I just read something completely out of the ordinary, in every sense of the word.

It’s out of the ordinary of what I usually read.

It’s out of the ordinary of what’s being published.

It’s out of the ordinary of what the author usually writes.

It’s out of the ordinary in its capacity to combine horror, humor, and heart.

 

It’s about Mallory Caine, a defense attorney by day and a brain-eating zombie by night.

Yep.

I read it.

I even liked it.

I read it because the author is a friend and he trusted me enough to send me a preview copy to read and tell others about. If I liked it.

I’m not gonna lie.

It was tough to get into. Mallory’s craving for flesh, in particular brains, creeped me out. I don’t read horror. I don’t watch horror movies. The closest thing I’ve watched or read is the Twilight series and Harry Potter. Neither of which has zombies.

But because I know and like the author (K. Bennett is a pseudonym for James Scott Bell) and I’ve enjoyed his other work, I hung in there and kept reading. 

This is from Jim’s blog announcement :

TAGLINE:

In L.A., practicing law can be hell. Especially if you’re dead.

PITCH:

In an increasingly hellacious L.A., zombie lawyer Mallory Caine defends a vampire hooker accused of the crime Mallory herself committed, even as a zombie-killer closes in and the love of her former life comes back as the Deputy DA she must oppose.
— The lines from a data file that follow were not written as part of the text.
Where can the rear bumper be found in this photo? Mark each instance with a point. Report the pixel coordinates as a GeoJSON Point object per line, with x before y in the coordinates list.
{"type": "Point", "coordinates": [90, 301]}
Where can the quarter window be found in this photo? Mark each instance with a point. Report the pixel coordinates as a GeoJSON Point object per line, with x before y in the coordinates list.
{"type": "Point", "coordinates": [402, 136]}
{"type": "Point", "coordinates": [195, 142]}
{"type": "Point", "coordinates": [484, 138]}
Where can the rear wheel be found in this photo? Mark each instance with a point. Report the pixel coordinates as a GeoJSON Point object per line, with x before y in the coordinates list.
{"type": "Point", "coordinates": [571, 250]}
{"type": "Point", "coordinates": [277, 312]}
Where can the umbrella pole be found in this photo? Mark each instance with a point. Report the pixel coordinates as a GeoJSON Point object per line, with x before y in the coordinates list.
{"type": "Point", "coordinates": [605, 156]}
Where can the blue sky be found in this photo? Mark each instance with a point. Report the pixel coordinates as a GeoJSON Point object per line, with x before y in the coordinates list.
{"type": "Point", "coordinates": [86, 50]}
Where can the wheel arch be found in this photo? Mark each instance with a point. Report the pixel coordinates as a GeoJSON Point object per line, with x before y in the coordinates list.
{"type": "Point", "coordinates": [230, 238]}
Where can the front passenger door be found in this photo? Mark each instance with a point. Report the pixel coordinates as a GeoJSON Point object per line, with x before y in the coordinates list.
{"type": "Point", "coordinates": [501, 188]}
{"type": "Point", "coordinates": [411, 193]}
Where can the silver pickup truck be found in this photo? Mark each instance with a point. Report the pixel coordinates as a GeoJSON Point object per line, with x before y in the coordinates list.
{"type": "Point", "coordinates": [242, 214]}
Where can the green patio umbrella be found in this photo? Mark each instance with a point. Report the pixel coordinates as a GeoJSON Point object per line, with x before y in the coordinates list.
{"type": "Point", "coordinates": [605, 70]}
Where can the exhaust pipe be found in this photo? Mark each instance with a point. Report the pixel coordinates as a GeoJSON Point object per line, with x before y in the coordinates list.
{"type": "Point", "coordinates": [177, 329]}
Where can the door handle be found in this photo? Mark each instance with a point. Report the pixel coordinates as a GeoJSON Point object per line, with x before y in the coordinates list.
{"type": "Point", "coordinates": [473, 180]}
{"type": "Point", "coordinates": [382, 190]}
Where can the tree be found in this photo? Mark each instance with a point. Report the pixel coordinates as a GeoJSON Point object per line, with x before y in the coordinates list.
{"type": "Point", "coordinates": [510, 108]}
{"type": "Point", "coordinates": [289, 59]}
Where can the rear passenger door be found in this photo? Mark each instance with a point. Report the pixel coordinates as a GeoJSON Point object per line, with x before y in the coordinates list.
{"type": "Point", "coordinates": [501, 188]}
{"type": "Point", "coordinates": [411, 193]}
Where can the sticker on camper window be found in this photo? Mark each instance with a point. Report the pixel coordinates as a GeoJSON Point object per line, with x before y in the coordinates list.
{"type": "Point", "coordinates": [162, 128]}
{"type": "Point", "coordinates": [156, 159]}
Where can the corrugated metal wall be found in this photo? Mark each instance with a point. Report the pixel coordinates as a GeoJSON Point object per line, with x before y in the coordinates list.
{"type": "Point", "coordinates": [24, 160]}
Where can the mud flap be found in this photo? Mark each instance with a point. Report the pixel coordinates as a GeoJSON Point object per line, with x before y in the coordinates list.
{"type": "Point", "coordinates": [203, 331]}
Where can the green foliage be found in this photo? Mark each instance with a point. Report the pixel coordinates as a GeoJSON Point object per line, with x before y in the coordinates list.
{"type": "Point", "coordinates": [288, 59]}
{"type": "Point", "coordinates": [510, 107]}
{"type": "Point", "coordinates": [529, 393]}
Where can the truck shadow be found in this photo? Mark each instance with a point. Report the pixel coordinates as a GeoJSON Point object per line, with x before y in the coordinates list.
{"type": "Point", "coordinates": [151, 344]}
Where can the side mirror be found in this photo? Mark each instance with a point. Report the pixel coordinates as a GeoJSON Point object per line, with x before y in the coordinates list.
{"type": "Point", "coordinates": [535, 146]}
And as Lucifer himself begins setting up L.A. as his headquarters for a new attack on heaven and earth, Mallory slowly discovers she may be the one who has to stop him.

The book has humor, lots of it. Mallory gets the irony in being a zombie attorney.

There is a bit of horror. Enough for the horror fan to be happy. Just a tad too much for the non-horror fan to appreciate, but the worst of it is in the first third. After that, either I was desensitized or the horror was truly lessened.

It’s full of heart. Mallory struggles with God and wonders what (and who) consigned her to the undead life. She gets a glimpse of truth at the end, with a nice setup to the next book in the series.

I’m glad I stuck with it. I’ll even read Mallory’s next adventure. I believe Jim will show God at further work in Mallory’s unlife and I look forward to reading how He will redeem even a zombie.

Pay Me In Flesh is available on Amazon and at Barnes and Noble.

If you read it, let me know what you think. Really.